Geldmenge

Was ist die Geldmenge?

Die Geldmenge bezeichnet die gesamte Menge an Geld, die in einer Volkswirtschaft zur Verfügung steht. Sie umfasst Bargeld, Sichteinlagen, Spareinlagen und andere kurzfristig verfügbare Mittel. Die Geldmenge ist ein zentraler Indikator für die wirtschaftliche Aktivität und wird von Zentralbanken überwacht, da sie direkten Einfluss auf Inflation, Zinsen, Investitionen und das Wirtschaftswachstum hat. Ein ausgewogenes Wachstum der Geldmenge ist entscheidend, um Geldwertstabilität zu gewährleisten und eine gesunde Wirtschaftsentwicklung zu fördern.

Geldmengenaggregate

Die Geldmenge wird in verschiedene Aggregate unterteilt, um unterschiedliche Liquiditätsgrade zu berücksichtigen:

  • M1: Bargeld im Umlauf und Sichteinlagen bei Banken. M1 gilt als besonders liquide und eignet sich direkt für den Zahlungsverkehr.
  • M2: M1 plus kurzfristige Spareinlagen und Termineinlagen, die leicht in Bargeld umgewandelt werden können.
  • M3: M2 plus längerfristige Einlagen, Geldmarktfonds und andere near-money Instrumente. M3 gibt ein umfassendes Bild der Geldmenge in der Volkswirtschaft.

Bedeutung der Geldmenge

Die Geldmenge beeinflusst verschiedene Aspekte der Wirtschaft:

  • Inflation: Ein starkes Wachstum der Geldmenge kann die Nachfrage erhöhen und Preissteigerungen auslösen.

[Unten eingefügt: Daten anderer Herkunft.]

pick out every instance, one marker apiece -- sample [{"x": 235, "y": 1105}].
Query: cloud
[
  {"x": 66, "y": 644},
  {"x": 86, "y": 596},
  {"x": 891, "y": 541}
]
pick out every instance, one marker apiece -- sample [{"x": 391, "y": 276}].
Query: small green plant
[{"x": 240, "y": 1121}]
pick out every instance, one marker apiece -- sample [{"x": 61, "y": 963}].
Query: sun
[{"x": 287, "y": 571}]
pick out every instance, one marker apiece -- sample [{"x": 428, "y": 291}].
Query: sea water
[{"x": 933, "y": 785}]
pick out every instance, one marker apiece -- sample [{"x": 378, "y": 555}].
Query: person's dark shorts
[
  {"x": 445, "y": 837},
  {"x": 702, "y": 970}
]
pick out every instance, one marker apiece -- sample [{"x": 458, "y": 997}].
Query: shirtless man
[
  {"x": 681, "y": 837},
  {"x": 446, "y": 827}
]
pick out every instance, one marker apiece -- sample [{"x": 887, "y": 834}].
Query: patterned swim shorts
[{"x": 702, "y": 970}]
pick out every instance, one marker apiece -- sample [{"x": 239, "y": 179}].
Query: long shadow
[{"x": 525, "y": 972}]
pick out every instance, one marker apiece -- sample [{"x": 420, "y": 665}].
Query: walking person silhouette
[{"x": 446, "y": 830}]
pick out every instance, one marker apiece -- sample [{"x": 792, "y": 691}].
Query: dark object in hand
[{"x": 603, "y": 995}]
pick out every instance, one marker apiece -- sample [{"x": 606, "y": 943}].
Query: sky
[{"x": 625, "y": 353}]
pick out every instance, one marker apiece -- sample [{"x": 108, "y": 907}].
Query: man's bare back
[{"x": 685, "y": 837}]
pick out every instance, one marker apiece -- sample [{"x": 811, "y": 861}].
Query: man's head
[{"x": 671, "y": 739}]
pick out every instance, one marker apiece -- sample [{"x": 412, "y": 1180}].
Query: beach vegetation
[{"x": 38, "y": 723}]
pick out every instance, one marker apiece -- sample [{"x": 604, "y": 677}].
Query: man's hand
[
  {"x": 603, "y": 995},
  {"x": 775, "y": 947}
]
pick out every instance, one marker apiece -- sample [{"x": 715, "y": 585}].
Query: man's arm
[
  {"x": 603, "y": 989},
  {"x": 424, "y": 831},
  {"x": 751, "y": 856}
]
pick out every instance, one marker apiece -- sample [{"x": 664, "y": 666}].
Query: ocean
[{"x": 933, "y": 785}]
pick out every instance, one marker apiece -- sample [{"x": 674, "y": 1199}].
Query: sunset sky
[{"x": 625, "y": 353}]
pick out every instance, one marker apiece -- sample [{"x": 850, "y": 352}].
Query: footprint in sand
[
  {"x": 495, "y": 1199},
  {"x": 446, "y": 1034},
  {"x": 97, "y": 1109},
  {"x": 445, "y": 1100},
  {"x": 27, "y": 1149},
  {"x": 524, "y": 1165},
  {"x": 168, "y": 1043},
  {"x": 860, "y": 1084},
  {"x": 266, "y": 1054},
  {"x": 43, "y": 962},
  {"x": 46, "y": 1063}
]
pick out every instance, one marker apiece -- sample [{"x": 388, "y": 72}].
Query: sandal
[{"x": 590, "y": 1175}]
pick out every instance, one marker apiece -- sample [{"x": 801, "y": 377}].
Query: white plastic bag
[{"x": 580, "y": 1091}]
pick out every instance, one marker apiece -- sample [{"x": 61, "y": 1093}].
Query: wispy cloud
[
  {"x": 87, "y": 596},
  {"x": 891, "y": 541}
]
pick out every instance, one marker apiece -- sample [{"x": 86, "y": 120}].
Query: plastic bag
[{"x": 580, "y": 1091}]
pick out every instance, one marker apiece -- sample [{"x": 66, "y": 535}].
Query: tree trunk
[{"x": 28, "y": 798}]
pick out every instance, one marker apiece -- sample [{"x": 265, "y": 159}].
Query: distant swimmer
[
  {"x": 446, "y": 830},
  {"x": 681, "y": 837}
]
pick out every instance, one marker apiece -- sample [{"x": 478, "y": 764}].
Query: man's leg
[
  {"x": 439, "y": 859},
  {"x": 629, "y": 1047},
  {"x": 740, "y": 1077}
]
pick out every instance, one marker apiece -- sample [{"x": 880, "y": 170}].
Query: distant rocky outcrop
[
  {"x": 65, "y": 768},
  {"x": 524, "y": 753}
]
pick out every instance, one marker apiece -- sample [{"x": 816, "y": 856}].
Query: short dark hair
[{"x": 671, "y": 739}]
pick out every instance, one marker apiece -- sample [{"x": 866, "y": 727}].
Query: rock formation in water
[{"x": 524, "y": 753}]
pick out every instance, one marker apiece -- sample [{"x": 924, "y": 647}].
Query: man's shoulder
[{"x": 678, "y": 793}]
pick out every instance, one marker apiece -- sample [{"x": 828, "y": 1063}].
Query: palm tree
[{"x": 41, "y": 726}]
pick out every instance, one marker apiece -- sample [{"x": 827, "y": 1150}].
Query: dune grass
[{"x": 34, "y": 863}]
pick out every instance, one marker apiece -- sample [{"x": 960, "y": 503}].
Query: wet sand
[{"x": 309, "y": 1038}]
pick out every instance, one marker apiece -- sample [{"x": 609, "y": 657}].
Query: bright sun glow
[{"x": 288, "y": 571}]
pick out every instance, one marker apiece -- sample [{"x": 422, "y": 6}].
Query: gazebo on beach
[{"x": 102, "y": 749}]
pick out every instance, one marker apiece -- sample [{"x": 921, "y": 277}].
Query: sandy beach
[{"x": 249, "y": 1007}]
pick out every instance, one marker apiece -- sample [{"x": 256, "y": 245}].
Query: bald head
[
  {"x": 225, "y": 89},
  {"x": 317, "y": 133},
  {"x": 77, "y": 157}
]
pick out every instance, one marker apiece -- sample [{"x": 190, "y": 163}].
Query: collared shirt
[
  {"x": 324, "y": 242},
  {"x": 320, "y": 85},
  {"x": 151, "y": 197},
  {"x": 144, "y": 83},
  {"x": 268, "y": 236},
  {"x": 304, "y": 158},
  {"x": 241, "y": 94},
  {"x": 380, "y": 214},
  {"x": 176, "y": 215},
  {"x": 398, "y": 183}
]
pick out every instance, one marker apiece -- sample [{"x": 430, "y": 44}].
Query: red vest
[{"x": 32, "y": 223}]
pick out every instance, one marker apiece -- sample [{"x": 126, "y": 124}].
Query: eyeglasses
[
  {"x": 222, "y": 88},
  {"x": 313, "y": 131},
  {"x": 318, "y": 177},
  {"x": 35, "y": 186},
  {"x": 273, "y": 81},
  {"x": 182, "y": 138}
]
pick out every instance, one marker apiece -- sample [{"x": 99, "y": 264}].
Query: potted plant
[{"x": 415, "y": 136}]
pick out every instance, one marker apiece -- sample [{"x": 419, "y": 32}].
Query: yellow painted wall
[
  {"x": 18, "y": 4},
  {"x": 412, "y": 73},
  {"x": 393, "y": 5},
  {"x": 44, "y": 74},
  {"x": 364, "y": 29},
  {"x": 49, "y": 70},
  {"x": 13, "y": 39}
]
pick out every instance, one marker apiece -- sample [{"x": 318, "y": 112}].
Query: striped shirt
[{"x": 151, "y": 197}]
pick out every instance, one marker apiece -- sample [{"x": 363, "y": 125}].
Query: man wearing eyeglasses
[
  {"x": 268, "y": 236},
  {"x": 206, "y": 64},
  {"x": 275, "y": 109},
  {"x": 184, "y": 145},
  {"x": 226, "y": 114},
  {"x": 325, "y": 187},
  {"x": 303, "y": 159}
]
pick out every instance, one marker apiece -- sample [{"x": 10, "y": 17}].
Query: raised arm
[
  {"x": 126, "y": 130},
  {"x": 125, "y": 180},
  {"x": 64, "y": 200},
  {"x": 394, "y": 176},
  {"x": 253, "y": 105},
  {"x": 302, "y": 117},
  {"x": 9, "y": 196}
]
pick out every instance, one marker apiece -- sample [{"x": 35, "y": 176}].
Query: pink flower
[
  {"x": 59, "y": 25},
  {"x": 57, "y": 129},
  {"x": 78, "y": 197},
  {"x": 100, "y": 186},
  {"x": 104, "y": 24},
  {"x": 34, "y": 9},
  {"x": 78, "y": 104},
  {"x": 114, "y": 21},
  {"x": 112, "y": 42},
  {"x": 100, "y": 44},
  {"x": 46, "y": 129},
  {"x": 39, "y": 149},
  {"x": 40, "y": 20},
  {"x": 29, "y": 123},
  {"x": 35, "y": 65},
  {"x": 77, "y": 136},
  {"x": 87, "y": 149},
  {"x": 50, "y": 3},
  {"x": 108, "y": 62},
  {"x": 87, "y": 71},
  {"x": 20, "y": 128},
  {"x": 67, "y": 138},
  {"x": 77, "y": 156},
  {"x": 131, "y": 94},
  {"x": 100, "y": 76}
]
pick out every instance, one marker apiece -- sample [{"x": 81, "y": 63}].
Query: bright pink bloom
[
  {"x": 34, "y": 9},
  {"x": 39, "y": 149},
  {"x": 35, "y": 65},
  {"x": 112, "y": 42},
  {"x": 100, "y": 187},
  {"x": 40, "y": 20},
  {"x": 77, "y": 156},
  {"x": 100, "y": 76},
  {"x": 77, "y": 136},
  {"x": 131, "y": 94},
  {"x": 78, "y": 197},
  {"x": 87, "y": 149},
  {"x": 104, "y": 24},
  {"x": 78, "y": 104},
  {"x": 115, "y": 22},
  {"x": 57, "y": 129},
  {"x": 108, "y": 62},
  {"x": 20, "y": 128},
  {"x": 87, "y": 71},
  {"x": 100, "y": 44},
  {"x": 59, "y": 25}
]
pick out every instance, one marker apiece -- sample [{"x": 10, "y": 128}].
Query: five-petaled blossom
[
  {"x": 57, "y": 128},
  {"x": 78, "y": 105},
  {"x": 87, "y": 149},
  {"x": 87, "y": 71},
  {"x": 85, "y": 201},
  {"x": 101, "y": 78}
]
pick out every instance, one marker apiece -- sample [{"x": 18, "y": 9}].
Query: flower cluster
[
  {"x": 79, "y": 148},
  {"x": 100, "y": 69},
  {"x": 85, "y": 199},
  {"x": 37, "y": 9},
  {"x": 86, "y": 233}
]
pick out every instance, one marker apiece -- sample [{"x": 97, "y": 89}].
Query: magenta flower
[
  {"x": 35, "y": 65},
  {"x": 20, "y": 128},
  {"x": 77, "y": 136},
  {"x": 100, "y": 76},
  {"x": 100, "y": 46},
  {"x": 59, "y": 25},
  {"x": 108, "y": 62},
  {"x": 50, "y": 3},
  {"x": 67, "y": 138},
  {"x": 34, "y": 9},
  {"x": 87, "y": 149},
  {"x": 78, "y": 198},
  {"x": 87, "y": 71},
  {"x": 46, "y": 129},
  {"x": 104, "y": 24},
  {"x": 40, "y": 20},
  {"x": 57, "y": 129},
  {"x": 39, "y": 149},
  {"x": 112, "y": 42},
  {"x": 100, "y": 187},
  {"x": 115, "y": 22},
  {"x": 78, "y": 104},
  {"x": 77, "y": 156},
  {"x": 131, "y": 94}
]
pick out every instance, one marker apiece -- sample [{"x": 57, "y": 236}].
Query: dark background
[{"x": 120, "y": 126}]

Umgekehrt kann eine zu geringe Geldmenge zu Deflation führen.
  • Zinspolitik: Zentralbanken nutzen die Steuerung der Geldmenge, um Zinsen zu beeinflussen und Investitionen zu fördern.
  • Wirtschaftswachstum: Eine angemessene Geldmenge fördert Konsum, Investitionen und Kreditvergabe und unterstützt so die wirtschaftliche Entwicklung.

Steuerung der Geldmenge

Zentralbanken, wie die Europäische Zentralbank (EZB), steuern die Geldmenge mithilfe verschiedener Instrumente:

  • Leitzinsen: Durch Anpassung der Zinssätze wird die Kreditaufnahme der Banken und damit die Geldmenge beeinflusst.
  • Offenmarktgeschäfte: Kauf und Verkauf von Wertpapieren durch die Zentralbank regulieren die Liquidität im Markt.
  • Mindestreservepflicht: Banken müssen einen Teil ihrer Einlagen als Reserve halten, wodurch die Geldschöpfung kontrolliert wird.

Praxisbeispiel

In Deutschland wächst die Geldmenge M3 seit Jahren kontinuierlich, was auf steigende Einlagen bei Banken und wachsende Kreditvergabe zurückzuführen ist. Ein Anleger, der Aktien wie die Siemens AG kauft, profitiert indirekt von einem höheren Geldvolumen, da mehr Liquidität am Markt die Nachfrage nach Wertpapieren erhöhen kann. Gleichzeitig beobachten Investoren die Geldmenge als Indikator für zukünftige Inflation und Zinsentwicklungen.

Vorteile und Risiken

  • Vorteile: Indikator für wirtschaftliche Aktivität, Basis für geldpolitische Entscheidungen, unterstützt Liquidität und Stabilität der Finanzmärkte.
  • Risiken: Zu starkes Wachstum der Geldmenge kann Inflation fördern, zu geringes Wachstum kann Deflation und wirtschaftliche Stagnation verursachen.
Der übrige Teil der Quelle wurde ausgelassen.